= Seamus Grew =

Irish National Liberation Army volunteer

Seamus Grew c.1973

Seamus Grew (July 1951 – 12 December 1982) was a volunteer in the Irish National Liberation Army (INLA) who, along with Roddy Carroll, was killed in controversial circumstances by police officers from the Special Support Unit E4A of the Royal Ulster Constabulary. It is alleged that this was part of an attempt to kill the INLA Chief of Staff Dominic McGlinchey, although it is highly likely both men were the intended targets. Their deaths were subsequently investigated by John Stalker as part of his investigation into an apparent State shoot-to-kill policy in Northern Ireland.

In 1984 the first appointed Coroner Gerry Curran resigned due to "grave irregularities" in the case.

Grew was born into a Catholic family in Armagh, known for its involvement with Civil Rights and Irish republicanism. He was married, with a family, and resided in the nationalist Mullacreevie Park area of the city.

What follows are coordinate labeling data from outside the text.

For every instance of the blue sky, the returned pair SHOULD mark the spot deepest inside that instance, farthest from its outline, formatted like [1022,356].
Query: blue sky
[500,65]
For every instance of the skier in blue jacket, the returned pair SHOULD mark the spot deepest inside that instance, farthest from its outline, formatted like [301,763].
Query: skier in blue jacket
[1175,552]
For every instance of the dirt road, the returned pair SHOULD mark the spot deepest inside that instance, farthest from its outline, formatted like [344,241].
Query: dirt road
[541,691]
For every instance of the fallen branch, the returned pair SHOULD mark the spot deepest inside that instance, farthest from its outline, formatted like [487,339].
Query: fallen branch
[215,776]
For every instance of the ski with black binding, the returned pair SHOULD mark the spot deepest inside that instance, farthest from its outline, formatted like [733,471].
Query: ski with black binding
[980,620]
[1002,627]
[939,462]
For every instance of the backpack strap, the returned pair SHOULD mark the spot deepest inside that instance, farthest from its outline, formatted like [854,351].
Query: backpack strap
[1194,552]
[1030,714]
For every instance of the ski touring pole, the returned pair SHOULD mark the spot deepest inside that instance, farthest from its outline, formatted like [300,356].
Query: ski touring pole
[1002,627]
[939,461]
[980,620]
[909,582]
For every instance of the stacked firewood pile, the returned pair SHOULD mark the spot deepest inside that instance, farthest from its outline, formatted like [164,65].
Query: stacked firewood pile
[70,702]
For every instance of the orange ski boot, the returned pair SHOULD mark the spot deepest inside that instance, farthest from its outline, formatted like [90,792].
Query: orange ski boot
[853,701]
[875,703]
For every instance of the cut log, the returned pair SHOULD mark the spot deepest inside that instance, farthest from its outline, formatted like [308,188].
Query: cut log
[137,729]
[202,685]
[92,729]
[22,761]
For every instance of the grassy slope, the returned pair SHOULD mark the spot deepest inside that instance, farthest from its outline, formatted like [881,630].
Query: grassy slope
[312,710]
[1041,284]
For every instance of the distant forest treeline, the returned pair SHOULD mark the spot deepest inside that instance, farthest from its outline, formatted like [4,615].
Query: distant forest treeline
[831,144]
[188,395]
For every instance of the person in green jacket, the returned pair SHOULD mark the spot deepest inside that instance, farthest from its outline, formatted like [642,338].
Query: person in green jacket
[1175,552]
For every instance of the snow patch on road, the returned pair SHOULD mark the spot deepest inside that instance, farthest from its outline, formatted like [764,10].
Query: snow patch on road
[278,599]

It is alleged that when he was killed, he was a Commander within his organisation, and was in charge of military operations for the Irish National Liberation Army in Northern Ireland.

His brother Desmond was killed by the Special Air Service in 1990. At various times they have had associations with the Civil Rights Movement, the People's Democracy, Official IRA, Provisional IRA, Irish National Liberation Army, and the Irish Republican Socialist Party.